New York Court Rejects Plaintiff’s Attempt to Circumvent Assault & Battery Exclusion of CGL Policy

Most commercial general liability policies issued to bars and restaurants specifically exclude coverage for bodily injury arising out of an assault and battery. In order to avoid this limitation, Plaintiffs often try to trigger coverage by alleging that the insured’s negligence was the cause of the injury—not the actual assault and battery.

This strategy may work in some jurisdictions, but it won’t work in New York. Following precedent set by the New York Court of Appeals in 1995, the Supreme Court of New York County held in Hermitage Insurance Company v. Beer-Bros, Inc. that the insurer had no duty to defend a bar being sued for negligence by a bystander who was injured when a bouncer tackled another person.

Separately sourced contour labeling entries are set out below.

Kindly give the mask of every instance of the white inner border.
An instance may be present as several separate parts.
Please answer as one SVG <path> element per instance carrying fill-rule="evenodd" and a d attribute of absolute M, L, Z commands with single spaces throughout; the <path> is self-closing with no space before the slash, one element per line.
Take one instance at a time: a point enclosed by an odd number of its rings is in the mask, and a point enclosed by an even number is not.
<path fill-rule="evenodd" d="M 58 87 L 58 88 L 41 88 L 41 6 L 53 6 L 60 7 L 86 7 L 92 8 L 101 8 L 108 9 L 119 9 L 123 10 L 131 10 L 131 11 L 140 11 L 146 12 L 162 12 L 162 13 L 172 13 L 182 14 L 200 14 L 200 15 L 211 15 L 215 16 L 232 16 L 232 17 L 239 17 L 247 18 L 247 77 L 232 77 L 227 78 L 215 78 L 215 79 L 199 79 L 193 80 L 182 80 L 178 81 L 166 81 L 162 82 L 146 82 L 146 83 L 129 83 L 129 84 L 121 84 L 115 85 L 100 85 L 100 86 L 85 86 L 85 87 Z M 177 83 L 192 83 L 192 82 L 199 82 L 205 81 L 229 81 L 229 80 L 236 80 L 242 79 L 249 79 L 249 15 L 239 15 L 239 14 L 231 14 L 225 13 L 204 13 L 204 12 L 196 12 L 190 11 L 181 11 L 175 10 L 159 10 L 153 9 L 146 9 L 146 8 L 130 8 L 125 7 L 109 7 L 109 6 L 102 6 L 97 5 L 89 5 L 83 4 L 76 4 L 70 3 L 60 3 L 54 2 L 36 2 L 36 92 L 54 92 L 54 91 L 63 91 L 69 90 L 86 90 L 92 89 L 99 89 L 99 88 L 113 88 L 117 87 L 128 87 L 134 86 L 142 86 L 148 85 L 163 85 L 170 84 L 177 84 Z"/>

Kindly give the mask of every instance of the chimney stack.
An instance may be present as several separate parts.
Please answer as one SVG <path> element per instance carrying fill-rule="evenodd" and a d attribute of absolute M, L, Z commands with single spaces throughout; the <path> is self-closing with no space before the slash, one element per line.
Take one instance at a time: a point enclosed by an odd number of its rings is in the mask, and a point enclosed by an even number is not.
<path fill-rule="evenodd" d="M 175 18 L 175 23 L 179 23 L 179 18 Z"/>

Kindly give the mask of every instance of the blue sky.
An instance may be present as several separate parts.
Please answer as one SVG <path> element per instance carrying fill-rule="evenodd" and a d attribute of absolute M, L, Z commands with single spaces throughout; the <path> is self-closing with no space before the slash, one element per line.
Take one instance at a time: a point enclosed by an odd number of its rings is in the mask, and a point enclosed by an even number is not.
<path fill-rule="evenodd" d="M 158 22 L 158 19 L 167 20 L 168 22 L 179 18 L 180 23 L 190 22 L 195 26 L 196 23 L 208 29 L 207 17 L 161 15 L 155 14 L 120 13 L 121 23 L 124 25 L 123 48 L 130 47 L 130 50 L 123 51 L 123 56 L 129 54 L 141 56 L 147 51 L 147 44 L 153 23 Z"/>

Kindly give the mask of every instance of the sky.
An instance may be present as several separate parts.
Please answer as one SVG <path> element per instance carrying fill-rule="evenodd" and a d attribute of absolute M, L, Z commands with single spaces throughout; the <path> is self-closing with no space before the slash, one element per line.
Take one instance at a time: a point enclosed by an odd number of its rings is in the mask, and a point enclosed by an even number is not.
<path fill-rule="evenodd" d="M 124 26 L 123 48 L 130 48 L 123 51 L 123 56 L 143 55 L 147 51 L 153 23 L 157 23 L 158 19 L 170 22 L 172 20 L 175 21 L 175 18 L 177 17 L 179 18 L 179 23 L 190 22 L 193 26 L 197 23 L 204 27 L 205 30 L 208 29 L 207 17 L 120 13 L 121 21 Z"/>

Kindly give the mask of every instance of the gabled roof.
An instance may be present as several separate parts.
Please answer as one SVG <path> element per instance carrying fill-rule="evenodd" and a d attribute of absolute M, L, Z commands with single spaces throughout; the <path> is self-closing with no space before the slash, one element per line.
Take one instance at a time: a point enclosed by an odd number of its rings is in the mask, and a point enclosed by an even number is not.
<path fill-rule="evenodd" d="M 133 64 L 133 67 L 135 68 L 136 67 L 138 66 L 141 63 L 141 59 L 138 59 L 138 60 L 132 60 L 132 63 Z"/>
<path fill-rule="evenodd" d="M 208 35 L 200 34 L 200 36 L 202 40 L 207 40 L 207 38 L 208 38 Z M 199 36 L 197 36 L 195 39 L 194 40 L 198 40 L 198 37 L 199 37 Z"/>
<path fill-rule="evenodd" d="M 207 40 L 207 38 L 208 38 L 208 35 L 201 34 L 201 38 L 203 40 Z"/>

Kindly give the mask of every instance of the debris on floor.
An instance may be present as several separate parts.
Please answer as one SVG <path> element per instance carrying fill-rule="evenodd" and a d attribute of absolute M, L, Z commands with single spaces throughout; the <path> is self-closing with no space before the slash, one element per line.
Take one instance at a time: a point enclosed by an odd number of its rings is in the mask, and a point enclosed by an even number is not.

Plaintiff brought suit against Beer-Bros alleging causes of action for negligence and negligent hiring, training, educating and supervising its security personnel. The Complaint did not include any allegations of assault or battery. Hermitage filed a Declaratory Judgment action seeking an Order that it had no duty to defend or indemnify Beer-Bros under the assault and battery exclusion of the liability policy.

Under New York law, an insured’s duty to defend is triggered when the allegations of the complaint suggest a reasonable possibility of coverage. The analysis to determine whether a duty exists is based on the factual allegations of the complaint and not on any conclusory assertions. The policy excluded coverage for any claim alleging an assault or battery no matter how the assault or battery is alleged to have occurred.

The court examined the facts of the underlying complaint and determined that Plaintiff’s causes of action for negligence were only window dressing because even though the counts sounded in negligence, the injuries arose from a battery. Following well-established case law, the court held that regardless of the theory pleaded, if there would be no cause of action “but-for” the battery, then the exclusion applies. The court ruled that Hermitage had no duty to defend Beer-Bros in the underlying action.